A total of six papers are presented in this Special Issue. Serrano et al. [
1] investigated the usage of a bubble reactor to control the humidity of the air stream in altitude simulators for multi-cylinder engine testing. Altitude simulation has become a critical aspect in recent years due to the extension of both temperature (up to −7 °C) and altitude (up to 1300 m) included in Euro 6d testing conditions, further extended in the Euro 7 proposal. Using computational fluid dynamics (CFD) tools, guidelines for the design of such a humidification system as a function of air velocity are provided. Piqueras et al. [
2] studied the impact of exhaust gas recirculation (EGR) usage in spark ignition engines from an emissions perspective. While EGR is being widely used for improving the efficiency of new-generation spark ignition engines for hybrid applications, it has a negative impact on combustion performance and, particularly, on unburned hydrocarbon emissions. This change in emission pattern needs to be considered for the definition of the exhaust gas aftertreatment system. It can be particularly critical due to the parallel reduction in nitrogen oxide emissions, inducing chemical competition for the available oxygen between carbon monoxide and unburned hydrocarbons. Therefore, new aftertreatment monoliths with higher oxygen storage capacity and/or new fuel control strategies with longer durations of the lean operation may be needed. Torres et al. [
3] investigated the potential of next-generation fuels for compression ignition engines based on synthetic fuels (Fischer–Tropsch derived) and biofuels. From an efficiency point of view, these fuels proved to be comparable to the standard diesel fuel currently used. However, a proper blend of these components has the potential of reducing the total unburned hydrocarbons, nitrogen oxides and ammonia emissions at the tailpipe level, with the only penalty being a slight increase in carbon monoxide. Hydrocarbon speciation showed an increase in the lighter, more volatile components, although the strong reduction in the heavier species drove the overall reduction in the total amount.
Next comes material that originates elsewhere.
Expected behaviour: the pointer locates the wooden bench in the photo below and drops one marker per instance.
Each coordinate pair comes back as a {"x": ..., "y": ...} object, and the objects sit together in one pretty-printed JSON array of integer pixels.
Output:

Martínez-Munuera et al. [
4] evaluated ceria-based catalysts without platinum group metal (PGM) content for a low-temperature lean-NO
x trap (LNT) function. Several formulations containing barium and copper were tested at two different working temperatures. The results helped to identify different paths for NO
x reduction depending on the catalyst formulation, identifying the importance of the copper content. The results showed that such catalysts can be seen as a path to maintaining the current LNT capability along with a great reduction in PGM content, significantly reducing the overall cost of the system. Capata and Sciubba [
5] investigated the design of an innovative turbocharger technology for mild hybrid engine applications. The new concept is based on the decoupling of compressor and turbine components, so that the compressor is driven by a dedicated electric motor, while the energy recuperation in the turbine is used to drive an electric generator. In this way, both turbomachines are designed so that they can operate close to their maximum efficiency, without the restriction of having a common rotational speed and power balance. Particularly, the turbine can be designed with a slightly larger size, with the benefit of backpressure. The results show a potential gain of 5.6% in efficiency due to the implementation of this concept. Finally, Tormos et al. [
6] evaluated a new optimization methodology for the energy management strategy (EMS) based on information from the driving conditions for a hybrid electric urban bus. The results show that the algorithm proposed is capable of maintaining the state of charge of the battery system with almost a 10% improvement in fuel consumption compared to the equivalent consumption minimization strategy (ECMS), which is currently standard for hybrid electric vehicle management.
The diversity of the contents found in this Special Issue exemplifies not only the new challenges faced by the powertrain research community but the room for efficient solutions coming from an optimized integration of thermal engines and electrified concepts. This continues to be addressed by looking for cost-effective sustainable and environmentally friendly propulsion solutions.